Strip-till corn, which has handily topped straight no-till corn in yield the past few years, often didn't do it in 1999.

The reason: Kinder weather, especially a warmer, drier spring in many areas, kept no-till yields competitive. But fall strip-till is a risk management tool. It beats pure no-till in tough-spring years and equals it in ideal years. And it will equal conventional-till yields anytime.

"In Illinois, '96 and '98 were tough springs, and we got in earlier with strip-till, and just whipped everybody out there on yield," says Wayne Pedersen, University of Illinois crop scientist.

"In 1999, we had a great spring, and there was some really good no-till corn. If we were basing results only on 1999, we'd probably all go back to straight no-till," he says.

In terms of weather variations, that won't happen often, and he thinks that strip-till acreage will continue to grow. "I think in the long term we could see as high as 25-30% of the corn acreage in strip-till."

Tony Vyn, now a cropping systems agronomist at Purdue University, also conducted several years of strip-till research at the University of Guelph in Canada. He echoes Pedersen's observations.

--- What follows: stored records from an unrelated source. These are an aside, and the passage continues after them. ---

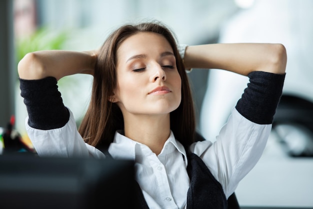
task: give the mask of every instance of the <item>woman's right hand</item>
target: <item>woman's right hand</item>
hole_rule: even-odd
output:
[[[98,52],[48,50],[30,53],[18,63],[18,75],[26,80],[52,76],[58,80],[78,73],[93,75]]]

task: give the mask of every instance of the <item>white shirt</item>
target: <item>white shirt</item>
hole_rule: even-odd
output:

"The bottom line of what I found was that, on medium- and fine-textured soils, fall strip-till results in faster soil warming, generally faster corn emergence, earlier silking and higher yields at least 50% of the time, compared to pure no-till with the same planting dates. If you take advantage of earlier drying with strip-till to plant earlier, that yield advantage would likely climb," he says.

Vyn argues that strip-till on corn can conquer weather and soil challenges, produce yields equal to conventional tillage and benefit both the environment and growers simultaneously.

Praise from the field

One Iowa no-tiller, Roy Bardole of Rippey, is a relatively new convert. He has strip-tilled corn for three years and insists it's the best alternative for him. "Outside of the environment, nothing else really matters except the dollars left over at the end of the year. Strip-till has made us more money than straight no-till every time we've used it."

Ray Rauenhorst, Easton, MN, agrees - even if pure no-till outyielded all systems in his '99 tests. He has extremely variable soils, some normally very tough on no-till corn. Both Bardole and Rauenhorst are cooperators in Monsanto's Centers of Excellence tillage system research.

"For southern Minnesota and my soils," Rauenhorst says, "I definitely feel fall strip-till for corn is the way to go because it has proved itself for me."

Both Rauenhorst and Bardole have been able to get their strips made in the fall, but both are experimenting with spring strip-till as a backup in a bad fall. "In farming, you always need a backup system," Bardole insists.